Study of intrinsic point defects in γ-In2Se3 based on first principles calculations for the realization of an efficient UV photodetector

In2Se3 have attracted researcher’s attention due to its potential optoelectronic and memory device applications, having various polymorphs with few of them having layered structure. There exists a non-layered phase with vacancy ordered in screw form known as γ-In2Se3, whose properties are found to get affected majorly by the presence of defects. Here, the first principles calculations based on the density functional theory are performed to study the intrinsic point defects in defect wurtzite structure of γ-In2Se3 using GGA-PBE approximations. Thermodynamic charge transitions based on the formation energy of the defects are determined for all native defects, VIn, VSe, Ini, Sei, SeIn, InSe, under In-rich and Se-rich experimental growth conditions.
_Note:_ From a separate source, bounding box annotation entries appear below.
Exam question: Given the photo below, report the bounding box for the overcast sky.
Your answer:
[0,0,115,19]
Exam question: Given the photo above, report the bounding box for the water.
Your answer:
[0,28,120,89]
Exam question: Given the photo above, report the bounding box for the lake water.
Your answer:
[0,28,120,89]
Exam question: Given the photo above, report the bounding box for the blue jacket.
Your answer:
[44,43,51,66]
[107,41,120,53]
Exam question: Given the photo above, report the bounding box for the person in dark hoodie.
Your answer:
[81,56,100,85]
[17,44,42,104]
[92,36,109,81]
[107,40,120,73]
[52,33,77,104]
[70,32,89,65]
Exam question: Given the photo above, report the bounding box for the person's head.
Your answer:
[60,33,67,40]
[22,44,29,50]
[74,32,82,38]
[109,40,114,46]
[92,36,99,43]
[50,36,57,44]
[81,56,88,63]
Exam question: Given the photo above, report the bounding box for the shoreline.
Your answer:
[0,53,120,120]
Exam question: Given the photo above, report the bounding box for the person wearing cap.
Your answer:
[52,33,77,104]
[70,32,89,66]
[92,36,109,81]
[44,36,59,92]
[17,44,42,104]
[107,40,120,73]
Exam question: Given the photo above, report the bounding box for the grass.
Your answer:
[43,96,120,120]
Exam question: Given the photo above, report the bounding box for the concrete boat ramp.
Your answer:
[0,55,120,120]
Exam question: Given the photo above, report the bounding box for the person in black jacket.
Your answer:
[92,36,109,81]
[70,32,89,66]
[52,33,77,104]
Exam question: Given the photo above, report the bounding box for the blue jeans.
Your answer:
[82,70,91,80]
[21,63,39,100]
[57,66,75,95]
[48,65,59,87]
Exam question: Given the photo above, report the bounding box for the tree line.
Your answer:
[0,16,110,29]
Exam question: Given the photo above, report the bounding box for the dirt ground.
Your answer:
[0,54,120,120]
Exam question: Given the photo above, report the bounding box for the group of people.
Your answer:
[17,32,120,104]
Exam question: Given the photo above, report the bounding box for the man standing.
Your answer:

The charge transition remains the same but transition energies differ for possible coordination of Se vacancies, whereas the charge transition as well as transition energy vary for different coordination sites of In vacancies. The In interstitial, Ini is the most favourable defect site under In-rich conditions whereas SeIn at the VBM and VIn1 near CBM are dominating under Se-rich conditions. The origin of n-type conductivity of γ-In2Se3 is found to be the presence of Ini interstitials and InSe antisite in the defect wurtzite γ-In2Se3. Further, the films grown using PLD shows an n-type conductivity under In-rich conditions leading to a good performance with photo responsivity and specific detectivity of 5.22 × 102 A/W and 5.08 × 1013 Jones. The understanding of these vacancies determines their thermodynamic behaviour which can help for the controlled growth of γ-In2Se3 which leads to better device performance.